Chapter 9 offers Leda’s first detailed account of her experience when her daughters were young, as well as a contemplation on the nature of motherhood. Leda points out the complexity of the female body, which she describes as being able to do “a thousand different things” (36), yet women are often limited to motherhood alone. She also alludes to the societal and biological pressure to have children. Leda wanted both her daughters, but she has trouble separating her own wishes from the “animal opacity” of her body’s desires and the social pressure of “popular beliefs.” After her first daughter was born, Leda knew that she had to have another: [E]veryone around us believed it, and we, too, believed it” (37). Additionally, she points out how parental responsibilities are different for men and women. After having her babies, Leda was expected to give up her career and ambitions and focus solely on being a mother. Meanwhile, her husband continued to live his life much as he had before and played a minimal role in their daughters’ upbringing. Leda never suggests resenting her husband despite his lack of involvement. Instead she justifies the double standard by attributing it to women’s biological drive to be mothers: “Your life wants to become another’s” (37). However, her description of pregnancy as “a greedy impulse and yet repellent, like an insect’s poison injected into a vein” suggests that one can want to be a mother and still feel deeply ambivalent (37).

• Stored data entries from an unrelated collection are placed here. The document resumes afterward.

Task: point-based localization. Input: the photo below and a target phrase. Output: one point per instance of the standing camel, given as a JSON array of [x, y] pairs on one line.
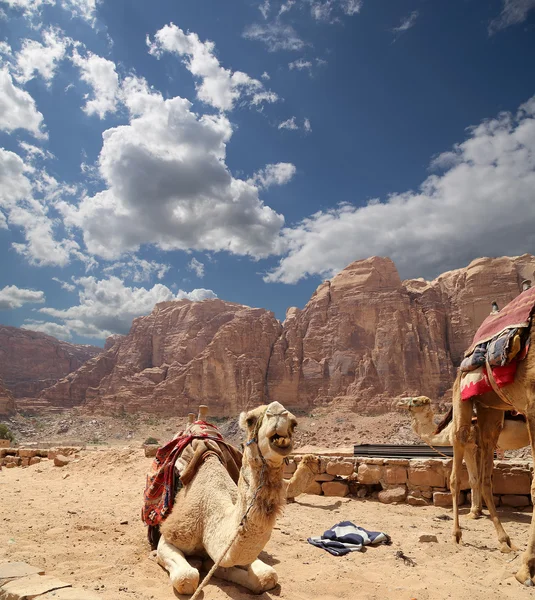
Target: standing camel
[[490, 407], [514, 435], [207, 518]]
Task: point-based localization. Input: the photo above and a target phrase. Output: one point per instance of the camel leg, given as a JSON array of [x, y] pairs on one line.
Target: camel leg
[[527, 571], [184, 577], [257, 577], [490, 423], [462, 427], [472, 465]]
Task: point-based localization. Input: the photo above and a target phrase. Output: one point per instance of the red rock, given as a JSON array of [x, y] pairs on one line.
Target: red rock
[[31, 361]]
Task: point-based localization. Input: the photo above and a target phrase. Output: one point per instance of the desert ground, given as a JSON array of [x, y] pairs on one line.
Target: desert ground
[[82, 523]]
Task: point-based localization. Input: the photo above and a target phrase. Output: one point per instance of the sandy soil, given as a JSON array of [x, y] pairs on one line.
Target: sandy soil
[[81, 523]]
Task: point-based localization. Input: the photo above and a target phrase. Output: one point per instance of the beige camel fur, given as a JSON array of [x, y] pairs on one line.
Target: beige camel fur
[[490, 408], [208, 510], [514, 435]]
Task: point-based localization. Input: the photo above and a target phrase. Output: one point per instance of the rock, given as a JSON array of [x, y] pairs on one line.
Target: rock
[[515, 500], [396, 494], [344, 468], [427, 537], [335, 488], [31, 361], [369, 474], [25, 588], [416, 500], [61, 461]]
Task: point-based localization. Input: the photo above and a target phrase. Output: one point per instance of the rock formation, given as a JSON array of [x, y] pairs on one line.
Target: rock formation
[[31, 361], [364, 339], [7, 404]]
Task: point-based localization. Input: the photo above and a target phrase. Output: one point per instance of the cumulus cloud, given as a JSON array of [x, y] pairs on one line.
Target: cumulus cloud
[[13, 297], [406, 23], [274, 174], [513, 12], [218, 87], [138, 269], [17, 108], [168, 185], [197, 267], [41, 58], [107, 306], [101, 75], [481, 205], [276, 36]]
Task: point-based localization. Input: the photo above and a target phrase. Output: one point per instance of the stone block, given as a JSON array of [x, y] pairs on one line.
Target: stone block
[[60, 460], [370, 474], [391, 495], [417, 500], [395, 474], [515, 500], [13, 570], [27, 588], [427, 475], [343, 468], [511, 482], [335, 488]]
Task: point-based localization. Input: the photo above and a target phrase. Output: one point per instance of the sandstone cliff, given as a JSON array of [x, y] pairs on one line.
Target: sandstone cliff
[[31, 361], [364, 339], [7, 404]]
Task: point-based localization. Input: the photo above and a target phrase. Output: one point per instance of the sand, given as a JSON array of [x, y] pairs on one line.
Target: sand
[[81, 523]]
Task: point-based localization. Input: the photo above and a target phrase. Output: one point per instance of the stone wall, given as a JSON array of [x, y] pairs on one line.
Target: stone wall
[[417, 482]]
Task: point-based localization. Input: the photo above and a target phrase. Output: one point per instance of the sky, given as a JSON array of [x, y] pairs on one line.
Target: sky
[[248, 151]]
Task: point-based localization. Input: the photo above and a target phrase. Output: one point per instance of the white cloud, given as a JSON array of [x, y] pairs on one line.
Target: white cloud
[[197, 267], [64, 284], [56, 330], [107, 306], [276, 36], [17, 108], [219, 87], [101, 74], [13, 297], [34, 57], [513, 12], [482, 205], [406, 23], [288, 124], [274, 174], [300, 64], [138, 269], [167, 184]]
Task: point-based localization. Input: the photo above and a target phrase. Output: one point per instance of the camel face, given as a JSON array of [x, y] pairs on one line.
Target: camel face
[[413, 404], [272, 426]]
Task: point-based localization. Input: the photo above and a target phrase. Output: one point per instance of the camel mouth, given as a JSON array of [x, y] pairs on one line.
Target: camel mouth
[[281, 444]]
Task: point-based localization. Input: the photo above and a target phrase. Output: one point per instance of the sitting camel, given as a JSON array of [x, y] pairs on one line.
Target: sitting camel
[[211, 509], [490, 407], [513, 436]]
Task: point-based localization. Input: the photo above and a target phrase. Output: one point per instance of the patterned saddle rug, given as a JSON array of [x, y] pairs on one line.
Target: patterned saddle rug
[[500, 343], [177, 462]]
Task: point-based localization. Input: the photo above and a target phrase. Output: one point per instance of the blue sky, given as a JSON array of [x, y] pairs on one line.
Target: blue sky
[[169, 149]]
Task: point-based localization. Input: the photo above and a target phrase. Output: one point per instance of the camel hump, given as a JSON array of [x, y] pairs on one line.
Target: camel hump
[[445, 421]]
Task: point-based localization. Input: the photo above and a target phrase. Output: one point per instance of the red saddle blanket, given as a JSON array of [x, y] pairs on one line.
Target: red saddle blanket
[[515, 314]]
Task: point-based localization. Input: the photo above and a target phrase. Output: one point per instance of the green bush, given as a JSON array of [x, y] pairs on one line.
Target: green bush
[[6, 433]]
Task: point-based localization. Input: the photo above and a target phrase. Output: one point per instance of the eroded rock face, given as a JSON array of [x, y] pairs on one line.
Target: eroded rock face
[[364, 339], [7, 403], [183, 354], [31, 361]]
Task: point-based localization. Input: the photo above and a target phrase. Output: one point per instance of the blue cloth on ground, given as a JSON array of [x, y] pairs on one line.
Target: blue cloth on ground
[[345, 537]]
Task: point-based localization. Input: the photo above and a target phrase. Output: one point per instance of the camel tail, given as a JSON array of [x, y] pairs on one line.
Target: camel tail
[[445, 421]]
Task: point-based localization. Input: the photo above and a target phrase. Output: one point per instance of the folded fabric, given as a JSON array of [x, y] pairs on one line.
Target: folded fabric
[[345, 537]]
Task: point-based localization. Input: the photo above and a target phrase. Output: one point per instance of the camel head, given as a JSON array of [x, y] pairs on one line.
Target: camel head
[[271, 427], [419, 403]]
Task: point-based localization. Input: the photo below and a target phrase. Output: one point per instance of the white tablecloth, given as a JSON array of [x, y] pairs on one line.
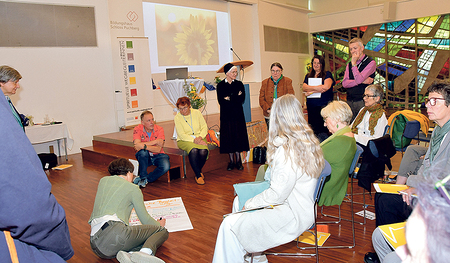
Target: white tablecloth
[[47, 133]]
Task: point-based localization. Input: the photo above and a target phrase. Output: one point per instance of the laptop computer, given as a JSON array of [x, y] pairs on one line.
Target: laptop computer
[[176, 73]]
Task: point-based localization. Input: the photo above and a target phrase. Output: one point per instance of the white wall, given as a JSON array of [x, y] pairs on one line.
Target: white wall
[[294, 65], [72, 85]]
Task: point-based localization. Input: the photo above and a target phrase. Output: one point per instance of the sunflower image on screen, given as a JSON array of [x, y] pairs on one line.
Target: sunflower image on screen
[[186, 36]]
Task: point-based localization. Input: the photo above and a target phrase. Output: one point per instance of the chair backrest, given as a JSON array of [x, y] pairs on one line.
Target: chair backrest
[[411, 130], [321, 181], [359, 151]]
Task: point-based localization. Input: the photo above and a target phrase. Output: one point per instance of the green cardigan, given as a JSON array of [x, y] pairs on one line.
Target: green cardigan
[[339, 152], [116, 195]]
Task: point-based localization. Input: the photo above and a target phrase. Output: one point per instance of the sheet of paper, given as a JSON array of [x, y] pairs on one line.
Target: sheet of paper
[[172, 209], [308, 238], [315, 82], [394, 234], [389, 188], [369, 215]]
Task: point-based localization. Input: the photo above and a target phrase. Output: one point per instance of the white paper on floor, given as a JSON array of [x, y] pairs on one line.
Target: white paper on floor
[[369, 215], [172, 209]]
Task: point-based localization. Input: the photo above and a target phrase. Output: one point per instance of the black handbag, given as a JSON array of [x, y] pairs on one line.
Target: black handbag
[[259, 154], [48, 160]]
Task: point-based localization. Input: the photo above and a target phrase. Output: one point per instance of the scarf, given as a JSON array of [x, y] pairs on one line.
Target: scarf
[[376, 113], [337, 133], [275, 86], [436, 139]]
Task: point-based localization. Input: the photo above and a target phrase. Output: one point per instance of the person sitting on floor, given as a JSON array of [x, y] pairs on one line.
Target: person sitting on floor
[[148, 139], [339, 150], [295, 161], [371, 120], [111, 234], [391, 208]]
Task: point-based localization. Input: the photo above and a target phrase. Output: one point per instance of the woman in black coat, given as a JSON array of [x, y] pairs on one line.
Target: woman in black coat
[[233, 130]]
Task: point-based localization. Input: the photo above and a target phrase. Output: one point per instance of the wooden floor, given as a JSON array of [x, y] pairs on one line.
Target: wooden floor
[[75, 190]]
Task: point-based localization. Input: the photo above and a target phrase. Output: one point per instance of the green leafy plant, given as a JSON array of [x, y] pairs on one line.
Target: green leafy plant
[[196, 101]]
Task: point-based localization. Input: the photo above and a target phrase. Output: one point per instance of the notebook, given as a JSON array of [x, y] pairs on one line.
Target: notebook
[[176, 73]]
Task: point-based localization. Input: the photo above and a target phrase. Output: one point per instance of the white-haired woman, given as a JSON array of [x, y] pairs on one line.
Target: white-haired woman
[[295, 161], [339, 150], [371, 120]]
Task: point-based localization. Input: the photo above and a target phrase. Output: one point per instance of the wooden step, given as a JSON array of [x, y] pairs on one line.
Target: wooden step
[[103, 153]]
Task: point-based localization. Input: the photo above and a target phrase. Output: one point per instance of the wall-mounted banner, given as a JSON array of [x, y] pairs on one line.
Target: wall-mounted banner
[[136, 82]]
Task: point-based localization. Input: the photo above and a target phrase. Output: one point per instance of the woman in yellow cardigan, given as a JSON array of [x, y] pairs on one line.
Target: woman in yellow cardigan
[[191, 136]]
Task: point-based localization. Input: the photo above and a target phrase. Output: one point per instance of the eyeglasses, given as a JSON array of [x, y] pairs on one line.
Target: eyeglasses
[[440, 185], [432, 101]]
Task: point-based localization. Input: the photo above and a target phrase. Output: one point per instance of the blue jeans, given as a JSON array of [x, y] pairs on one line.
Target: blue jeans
[[160, 160]]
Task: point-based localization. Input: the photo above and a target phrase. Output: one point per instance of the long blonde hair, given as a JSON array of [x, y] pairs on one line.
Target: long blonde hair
[[287, 121]]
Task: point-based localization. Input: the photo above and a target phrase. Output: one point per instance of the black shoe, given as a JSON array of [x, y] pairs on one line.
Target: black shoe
[[371, 257], [230, 166]]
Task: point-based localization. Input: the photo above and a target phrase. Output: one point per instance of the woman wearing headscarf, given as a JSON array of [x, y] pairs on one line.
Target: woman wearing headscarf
[[233, 129], [191, 136], [272, 88], [371, 121]]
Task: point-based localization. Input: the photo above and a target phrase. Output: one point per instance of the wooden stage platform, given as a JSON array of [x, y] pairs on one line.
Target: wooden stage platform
[[110, 146]]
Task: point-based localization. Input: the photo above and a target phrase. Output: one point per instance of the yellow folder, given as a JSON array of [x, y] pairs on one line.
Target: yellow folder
[[394, 234]]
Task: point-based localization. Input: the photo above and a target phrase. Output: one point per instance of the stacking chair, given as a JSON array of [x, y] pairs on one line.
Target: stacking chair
[[411, 130], [359, 151], [320, 182]]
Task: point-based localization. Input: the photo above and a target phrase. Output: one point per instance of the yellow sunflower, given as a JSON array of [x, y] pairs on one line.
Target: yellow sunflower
[[194, 43]]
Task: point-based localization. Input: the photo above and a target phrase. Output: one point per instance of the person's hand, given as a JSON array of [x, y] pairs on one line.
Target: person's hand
[[407, 195], [162, 222], [369, 80]]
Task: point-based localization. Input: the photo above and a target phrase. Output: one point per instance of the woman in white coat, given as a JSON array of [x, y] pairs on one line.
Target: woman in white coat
[[296, 161]]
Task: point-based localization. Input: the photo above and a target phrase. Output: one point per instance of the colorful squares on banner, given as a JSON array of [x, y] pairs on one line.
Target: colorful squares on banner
[[133, 92], [134, 104]]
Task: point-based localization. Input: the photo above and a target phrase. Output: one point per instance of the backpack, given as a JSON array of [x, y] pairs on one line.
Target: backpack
[[397, 127]]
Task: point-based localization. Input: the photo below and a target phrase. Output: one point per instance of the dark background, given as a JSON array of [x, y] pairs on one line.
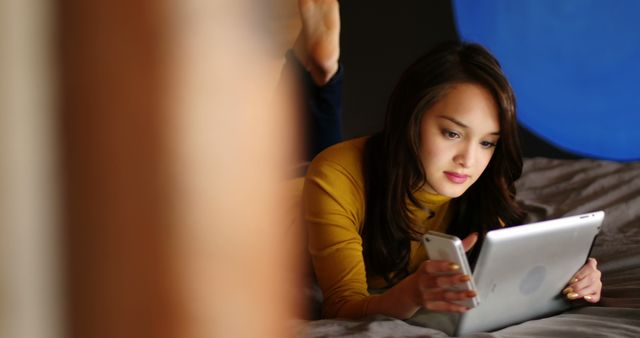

In Chapter 10, Elena loses her doll and briefly goes missing, beginning the novel’s central tension and referencing the title of The Lost Daughter. The title is significant to the novel in several ways, and various characters could be considered the lost daughter. Elena is the most obvious; however, her disappearance also reminds Leda of losing Bianca on the beach. In fact, both of Leda’s daughters could be considered lost; they are far away from their mother on another continent. Then there is the loss of the doll, which Nina treats “as if she were alive, a second daughter” (20). On a deeper level, loss is a recurring theme for many of the female characters. Leda often thinks of the “many damaged, lost things […] behind” her (62), the opportunities she missed because of her children. She describes motherhood as “a shattering,” and Nina likewise implies a feeling of loss when she later asks Leda if the “turmoil” of motherhood will go away. Overall, the title The Lost Daughter suggests the difficulty of maintaining one’s identity and individuality in the face of motherhood and society’s expectations for women.